Funniest Impulse Short Jokes

Short impulse jokes and puns are one of the best ways to have fun with word play in English. The impulse humour may include short instinct jokes also.

  1. Ancient Romans believed the 54th birthday was the time to indulge in all your crazy impulses. You only LIV once.
  2. What is faster Hot or cold? Hot because you can catch a cold
    (my teacher made this joke, and he isn't on reddit so I felt the impulse to share it)
  3. Why did the starship captain buy a sub-lightspeed propulsion system that he didn't need? It was an impulse purchase.
    For anyone who isn't aware, this is a star trek fathers day joke.
  4. My wife was upset at my impulse purchase of an expensive revolving chair, but then she sat on it. Eventually she came around.

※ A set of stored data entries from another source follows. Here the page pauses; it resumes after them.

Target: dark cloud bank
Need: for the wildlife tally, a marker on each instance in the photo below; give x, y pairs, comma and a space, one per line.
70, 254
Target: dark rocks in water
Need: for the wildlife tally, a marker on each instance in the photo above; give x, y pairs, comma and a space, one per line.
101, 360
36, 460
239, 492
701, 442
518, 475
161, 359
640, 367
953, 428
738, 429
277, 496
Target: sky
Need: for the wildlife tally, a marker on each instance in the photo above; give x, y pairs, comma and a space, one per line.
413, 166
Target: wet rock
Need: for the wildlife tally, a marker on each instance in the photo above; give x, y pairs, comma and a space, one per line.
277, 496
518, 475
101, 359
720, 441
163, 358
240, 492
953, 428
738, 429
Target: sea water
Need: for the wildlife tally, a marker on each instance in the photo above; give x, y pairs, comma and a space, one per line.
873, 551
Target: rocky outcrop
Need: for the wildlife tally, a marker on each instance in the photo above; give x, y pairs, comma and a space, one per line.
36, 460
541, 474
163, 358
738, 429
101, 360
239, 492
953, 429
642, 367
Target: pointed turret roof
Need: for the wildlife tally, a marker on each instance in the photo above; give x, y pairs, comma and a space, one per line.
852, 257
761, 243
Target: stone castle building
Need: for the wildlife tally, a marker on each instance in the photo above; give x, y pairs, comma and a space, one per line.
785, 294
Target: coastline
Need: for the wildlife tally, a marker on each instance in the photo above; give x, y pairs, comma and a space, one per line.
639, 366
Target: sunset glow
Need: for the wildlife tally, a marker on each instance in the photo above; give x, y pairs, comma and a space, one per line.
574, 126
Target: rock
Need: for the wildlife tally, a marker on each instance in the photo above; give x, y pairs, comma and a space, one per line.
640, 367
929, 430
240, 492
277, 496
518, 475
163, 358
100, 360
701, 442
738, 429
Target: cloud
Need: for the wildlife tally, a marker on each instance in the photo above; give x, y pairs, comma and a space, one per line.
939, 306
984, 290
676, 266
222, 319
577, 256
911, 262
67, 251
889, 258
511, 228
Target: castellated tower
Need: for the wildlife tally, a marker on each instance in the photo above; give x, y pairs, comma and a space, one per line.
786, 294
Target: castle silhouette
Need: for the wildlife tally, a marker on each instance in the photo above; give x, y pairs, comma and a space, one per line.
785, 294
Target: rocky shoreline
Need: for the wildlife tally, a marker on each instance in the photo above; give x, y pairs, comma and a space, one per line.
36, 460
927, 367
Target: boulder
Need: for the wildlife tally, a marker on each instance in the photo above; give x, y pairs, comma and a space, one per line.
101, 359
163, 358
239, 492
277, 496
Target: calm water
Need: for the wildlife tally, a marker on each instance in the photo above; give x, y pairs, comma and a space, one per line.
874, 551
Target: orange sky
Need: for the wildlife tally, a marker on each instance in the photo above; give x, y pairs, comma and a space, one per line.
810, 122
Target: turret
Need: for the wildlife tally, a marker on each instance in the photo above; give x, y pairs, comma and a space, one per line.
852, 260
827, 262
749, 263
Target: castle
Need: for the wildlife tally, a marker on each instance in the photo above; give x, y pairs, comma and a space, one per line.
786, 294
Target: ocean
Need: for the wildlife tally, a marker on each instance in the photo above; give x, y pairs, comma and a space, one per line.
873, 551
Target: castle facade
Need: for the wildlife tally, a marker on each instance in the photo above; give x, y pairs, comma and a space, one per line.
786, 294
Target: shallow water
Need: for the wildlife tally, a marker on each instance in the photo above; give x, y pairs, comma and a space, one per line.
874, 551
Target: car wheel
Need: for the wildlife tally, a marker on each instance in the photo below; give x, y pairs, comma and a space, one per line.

  5. My wife was furious at my impulse purchase of a revolving chair. But then she sat on it. Eventually she came around.
  6. I am impulsive and erratic, and constantly making 360° turns. I just don't get why I keep going in the same boring direction.
  7. My last hookup was like Amazon Prime. I was drunk, they were an impulse, and they came before I could change my mind.
  8. Why do babies love sticking things in their mouth? And why doesn't my girlfriend share this impulse?
  9. Dear my bank account. I'm sorry my impulsiveness is letting you down during this Black Friday.
  10. I asked my impulsive friend why he jumped into the ocean on our deep sea fishing trip... ...he said, "... for the halibut!"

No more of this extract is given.